Notorious cases like Bernie Madoff in the USA and Earl Jones in Canada highlight the necessity for vigilance to avoid losing one's hard-earned money to investing scam and fraud operators. The danger is not confined to the newbie investor. Indeed, as the Madoff and Jones cases illustrate, experienced and knowledgeable investors are just as susceptible. Read this cautionary tale Why we keep falling for scams in the Wall Street by Stephen Greenspan, a university professor psychologist specialising in gullibility who was one of the victims of the Madoff rip-off. In fact, a research study by the University of Exeter for the Office of Fair Trading in the UK found that "... scam victims often have better than average background knowledge in the area of the scam content"!

The recent investing environment, which has seen a huge slump in returns in 2008, may make some especially anxious to jump on opportunities that promise large returns in a short time. People who are approaching or who have just started retirement may be particularly at risk if they have a big shortfall in funds needed for their retirement years since they may not have other means to make up the deficit.

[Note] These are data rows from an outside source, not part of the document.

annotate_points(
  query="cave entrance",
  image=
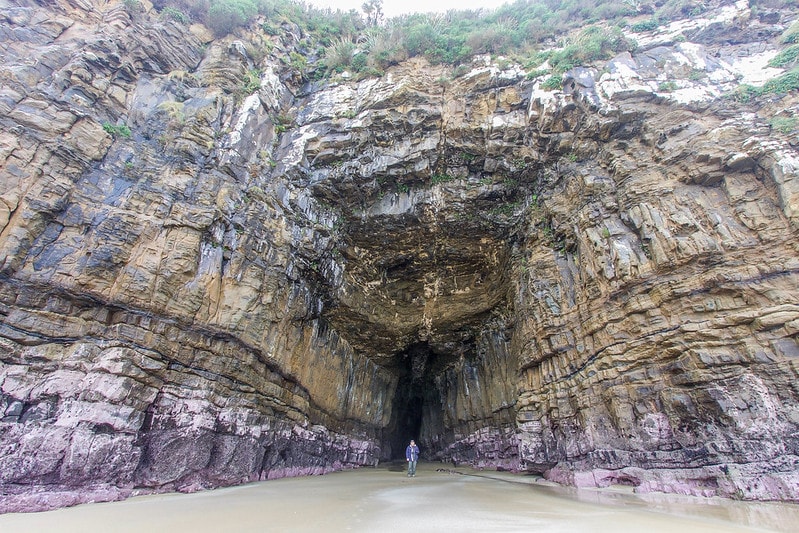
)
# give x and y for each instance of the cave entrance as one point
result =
(416, 410)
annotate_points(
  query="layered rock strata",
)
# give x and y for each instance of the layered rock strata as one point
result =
(596, 284)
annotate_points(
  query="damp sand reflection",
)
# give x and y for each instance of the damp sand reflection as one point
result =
(384, 499)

How then can one spot a scam and more important, avoid being taken in?

Scam Spotting - don't take it from this blogger whom you do not really know, take it from known trustworthy verifiable sources (get the hint?!), which have excellent guides to scams like Ponzi and Pyramid schemes, or those involving legitimate-sounding investments such as exempt securities, forex, offshore investments, prime bank notes, gold and silver mines, oil wells, coins and precious metals, RRSP or Locked-in RSP tax-free withdrawal.

The sources below also review typical inducements and techniques used by the fraudsters: no-risk and high return, insider tips and get-in-now-before-it's-too-late, high pressure sales, investment seminars (such events are not necessarily fraud vehicles), invitations to invest with the smart/expert money, pressure to do like your friends/social group/church (especially odious IMHO) and a need for secrecy.
How to Avoid and Resist Being Taken
Though the above documents and websites contain many useful tips to follow, antidotes also need to consider a few surprising findings in the Exeter study: scam victims report that they analyzed scam content more than non-victims; scam victims are more likely to be taken in again for another scam and victims in general are not poor decision makers and are often successful in their professional or business field. Victims often have an inkling and a gut feeling that things are not right or as promised - but they go ahead anyway!

The reason according to psychiatrist David Krueger in his recent book The Secret Language of Money is that scams only work with our willing participation. That's due to our emotional vulnerabilities. Our fantasies, our need to be special, to appear knowledgeable/ not look stupid, to belong, to cooperate and obey legitimate authority, to be taken care of, our susceptibility to impulse and our desire to put one over sabotage our judgement by allowing the emotional parts of our brain to overwhelm the rational part.

Suggested tactics:
  • trust your gut instinct, it's usually right
  • ask yourself what you could lose, not what you could gain; ask what could go wrong
  • ask yourself why you are the chosen lucky one to participate in this investment
  • if this is such a sure-fire scheme, why isn't everyone else doing it?
  • ask yourself if the scheme is too good to be true
  • always give yourself a time gap before acting; make it a rule to sleep on it
  • talk to someone else you trust who is neutral, not familiar or involved with the idea and run it by them
  • question the authority and genuineness of the person contacting you - how do I know you are who you say you are? - invoke your sceptical self
  • become a little paranoid because the assumption that you are too smart or informed to be conned can be an Achilles heel
  • when in a times of personal crisis, such as divorce, job loss, death in the family or economic downturn, vulnerability to the urge to have someone take care of you is greater - be aware of that, tell yourself that and confront the feeling as the illusion it is
Having a good head on your shoulders for investing means both being well informed and rational in judging facts, and it also means recognizing and properly harnessing your emotions.

Disclaimer: this post is my opinion only and should not be construed as investment advice or recommendations.